荷物を搬入していく作業員に交じって、金髪で派手な服装の若い女性の姿がある。
きっと、借り主なのだろう。
ついに入居者が来たのか。
そう思った途端、気持ちがズンと重くなった。
額に滲む汗を簡単に拭いながら自宅兼事務所の敷地に入ると、見知らぬ──自分と余り年端の変わらない少年が扉を開けて出てきた。

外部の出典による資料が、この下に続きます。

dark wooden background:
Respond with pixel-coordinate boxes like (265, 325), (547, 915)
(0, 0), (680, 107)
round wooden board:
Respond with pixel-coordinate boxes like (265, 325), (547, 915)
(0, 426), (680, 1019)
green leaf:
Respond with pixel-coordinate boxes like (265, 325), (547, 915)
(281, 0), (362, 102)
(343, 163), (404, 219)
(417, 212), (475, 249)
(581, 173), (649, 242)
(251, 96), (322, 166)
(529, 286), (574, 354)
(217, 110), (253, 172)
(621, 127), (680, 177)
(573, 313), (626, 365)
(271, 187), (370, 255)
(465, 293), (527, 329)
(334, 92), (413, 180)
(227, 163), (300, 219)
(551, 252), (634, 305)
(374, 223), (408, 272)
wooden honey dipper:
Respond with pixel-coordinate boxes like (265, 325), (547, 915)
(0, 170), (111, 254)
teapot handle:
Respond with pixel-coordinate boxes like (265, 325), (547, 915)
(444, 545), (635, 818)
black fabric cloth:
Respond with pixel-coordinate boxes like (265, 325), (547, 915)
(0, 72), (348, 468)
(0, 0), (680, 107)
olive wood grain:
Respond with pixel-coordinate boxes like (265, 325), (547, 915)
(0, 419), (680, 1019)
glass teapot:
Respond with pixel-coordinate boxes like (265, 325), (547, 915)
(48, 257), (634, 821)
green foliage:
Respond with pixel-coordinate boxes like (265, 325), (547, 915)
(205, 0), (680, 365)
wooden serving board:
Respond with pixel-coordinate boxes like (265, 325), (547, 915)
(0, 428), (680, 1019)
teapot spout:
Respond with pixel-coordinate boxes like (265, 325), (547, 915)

父か祖父の客には見えないなと思いつつ軽く会釈をして通り過ぎようとしたその時──
「お前、もしかして遥隆か!?」
こちらを指さして、大きな声で名を呼ばれた。
初対面の人間に突然指をさされるのは正直気分が悪い。
暑さとアパートの事とが重なって、遥隆の機嫌は悪くなる一方だ。
「そうですけど……どちら様?」
「七生だよ」
「なお、ちゃん……?」
茹だるような暑さにも負けない、澄んだ榛色の瞳が。
自分は、なお、だと。
目の前の男が。
「ひさしぶりだなー。元気だったか? つかお前背ぇ伸びたな! 俺よりデカいじゃん」
ニコニコと笑うその顔が、昔の面影をどこかに残していて……。
「なお……ちゃん……」
くらくらと、世界が回る。
「おい、遥隆?」
『なおちゃん』は。
──僕の手を引いてニコニコと笑うなおちゃんは
──女の子じゃなかったのか!?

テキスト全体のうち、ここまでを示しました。